There are days when a benign forecast irresistibly calls hikers on to the high summits of our beautiful uplands; and there are other days when a warm fire and good company are “yer only man”! And then there are the more common in-between days when a more subtle call will still well reward donning the boots.
One of those in-between days found me in Wexford on a December day of northward-flying low cloud, occasional mist and an acceptable 12 degrees. I’d come to walk the very atmospheric Raven Point loop just north of Wexford town. This is a waymarked trail of about 9km on easy terrain of “forest tracks, dune trails and beach” – as the information panel in the car park trail head near Curracloe says.
Wexford is famous for its fine beaches. The sea has had its wicked way with the “soft” glacial debris of its east coast over countless cycles of erosion and deposition, winnowing out fine marine and glacial sands.
South of Wexford town, however, hard but beautiful Carnesore granite has resisted the angriest of seas for millennia, preserving the dramatically abrupt southeast “corner” of Ireland, so familiar to us on the map of our island.
The Raven Point is a sand spit, a depositional zone where sand strains mostly southward, creating sand banks and silting issues in the wide Slaney estuary. Its dune system was largely stabilised in the 1950s by the planting of a variety of pines, probably inspired by the great Landes pine forest of the French coast south of Bordeaux, and has been anchored on its west side by the draining of the North Slob.
Its isolation and the inaccessibility of parts of the slob and the sand banks off its southern tip have attracted and/or maintained a wonderful variety of migratory and local birds, again see the very informative panels.
For me that day my sense of the first four kilometres out to the actual point was mostly of the sounds around me: the soughing south wind in the winter trees and a distant sea-sound from somewhere away to my left, over a dune system strewn with pine, bramble and marram grass.
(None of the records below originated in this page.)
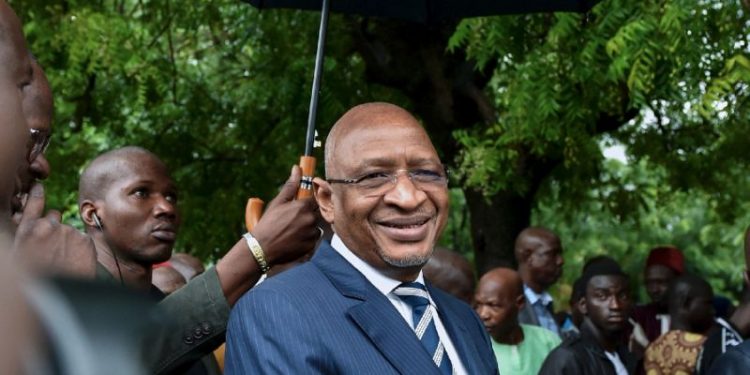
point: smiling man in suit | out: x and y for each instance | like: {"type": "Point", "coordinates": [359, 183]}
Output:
{"type": "Point", "coordinates": [361, 304]}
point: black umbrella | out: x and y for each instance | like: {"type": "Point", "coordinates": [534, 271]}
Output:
{"type": "Point", "coordinates": [423, 11]}
{"type": "Point", "coordinates": [429, 11]}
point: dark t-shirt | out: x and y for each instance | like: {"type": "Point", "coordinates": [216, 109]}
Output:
{"type": "Point", "coordinates": [722, 337]}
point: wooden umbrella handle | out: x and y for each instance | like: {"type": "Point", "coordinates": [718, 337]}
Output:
{"type": "Point", "coordinates": [307, 163]}
{"type": "Point", "coordinates": [253, 211]}
{"type": "Point", "coordinates": [254, 208]}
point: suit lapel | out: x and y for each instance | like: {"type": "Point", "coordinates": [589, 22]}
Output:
{"type": "Point", "coordinates": [375, 315]}
{"type": "Point", "coordinates": [457, 331]}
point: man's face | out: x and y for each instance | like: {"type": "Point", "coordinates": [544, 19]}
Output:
{"type": "Point", "coordinates": [37, 110]}
{"type": "Point", "coordinates": [658, 278]}
{"type": "Point", "coordinates": [607, 303]}
{"type": "Point", "coordinates": [545, 261]}
{"type": "Point", "coordinates": [496, 306]}
{"type": "Point", "coordinates": [139, 211]}
{"type": "Point", "coordinates": [395, 230]}
{"type": "Point", "coordinates": [15, 76]}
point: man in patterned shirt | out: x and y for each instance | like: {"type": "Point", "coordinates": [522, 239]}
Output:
{"type": "Point", "coordinates": [691, 313]}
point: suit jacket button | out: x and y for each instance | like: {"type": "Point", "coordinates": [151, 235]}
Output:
{"type": "Point", "coordinates": [197, 333]}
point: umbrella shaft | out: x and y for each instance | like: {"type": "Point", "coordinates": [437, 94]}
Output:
{"type": "Point", "coordinates": [310, 137]}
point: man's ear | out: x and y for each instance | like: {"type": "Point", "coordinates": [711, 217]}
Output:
{"type": "Point", "coordinates": [582, 306]}
{"type": "Point", "coordinates": [87, 209]}
{"type": "Point", "coordinates": [324, 196]}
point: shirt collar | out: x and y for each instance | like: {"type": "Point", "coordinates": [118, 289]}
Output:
{"type": "Point", "coordinates": [381, 282]}
{"type": "Point", "coordinates": [533, 296]}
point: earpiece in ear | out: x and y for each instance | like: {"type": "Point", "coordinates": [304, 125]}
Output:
{"type": "Point", "coordinates": [97, 221]}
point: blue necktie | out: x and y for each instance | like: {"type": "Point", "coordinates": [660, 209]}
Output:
{"type": "Point", "coordinates": [415, 295]}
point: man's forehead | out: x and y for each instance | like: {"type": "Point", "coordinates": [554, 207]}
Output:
{"type": "Point", "coordinates": [139, 167]}
{"type": "Point", "coordinates": [608, 282]}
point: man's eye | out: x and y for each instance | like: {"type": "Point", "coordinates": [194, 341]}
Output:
{"type": "Point", "coordinates": [426, 175]}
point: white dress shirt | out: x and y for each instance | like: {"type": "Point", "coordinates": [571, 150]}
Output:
{"type": "Point", "coordinates": [386, 285]}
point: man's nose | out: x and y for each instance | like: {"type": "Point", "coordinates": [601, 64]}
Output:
{"type": "Point", "coordinates": [481, 311]}
{"type": "Point", "coordinates": [165, 207]}
{"type": "Point", "coordinates": [40, 167]}
{"type": "Point", "coordinates": [615, 303]}
{"type": "Point", "coordinates": [405, 193]}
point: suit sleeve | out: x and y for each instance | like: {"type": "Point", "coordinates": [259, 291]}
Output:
{"type": "Point", "coordinates": [733, 362]}
{"type": "Point", "coordinates": [561, 361]}
{"type": "Point", "coordinates": [267, 334]}
{"type": "Point", "coordinates": [198, 313]}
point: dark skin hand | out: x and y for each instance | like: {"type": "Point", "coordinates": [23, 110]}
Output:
{"type": "Point", "coordinates": [47, 246]}
{"type": "Point", "coordinates": [285, 232]}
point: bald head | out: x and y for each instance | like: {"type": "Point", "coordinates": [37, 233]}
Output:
{"type": "Point", "coordinates": [38, 107]}
{"type": "Point", "coordinates": [530, 239]}
{"type": "Point", "coordinates": [539, 255]}
{"type": "Point", "coordinates": [691, 304]}
{"type": "Point", "coordinates": [504, 281]}
{"type": "Point", "coordinates": [369, 115]}
{"type": "Point", "coordinates": [451, 272]}
{"type": "Point", "coordinates": [98, 177]}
The sounds subtly merged at times and seemed accentuated by the mist-bounded space I walked in. Out at the point, and as I swung around east out of the forest towards the open sea, I walked as if onto a misty island of diffused shadowless light, sand and marram grass, edged by a pine forest responding stiffly to the wind and a white-tipped sea seeming to me more of sound than sight.
From here the path took me back along a pristine beach, in places strewn with dislodged and burnt trees, testaments to storms and forest fires.
A unique assembly of forest, dunes and beach, vaguely conjuring up visions of a tropical shore, make this a beautiful sheltered low-level and easy walk on any day and in virtually any conditions.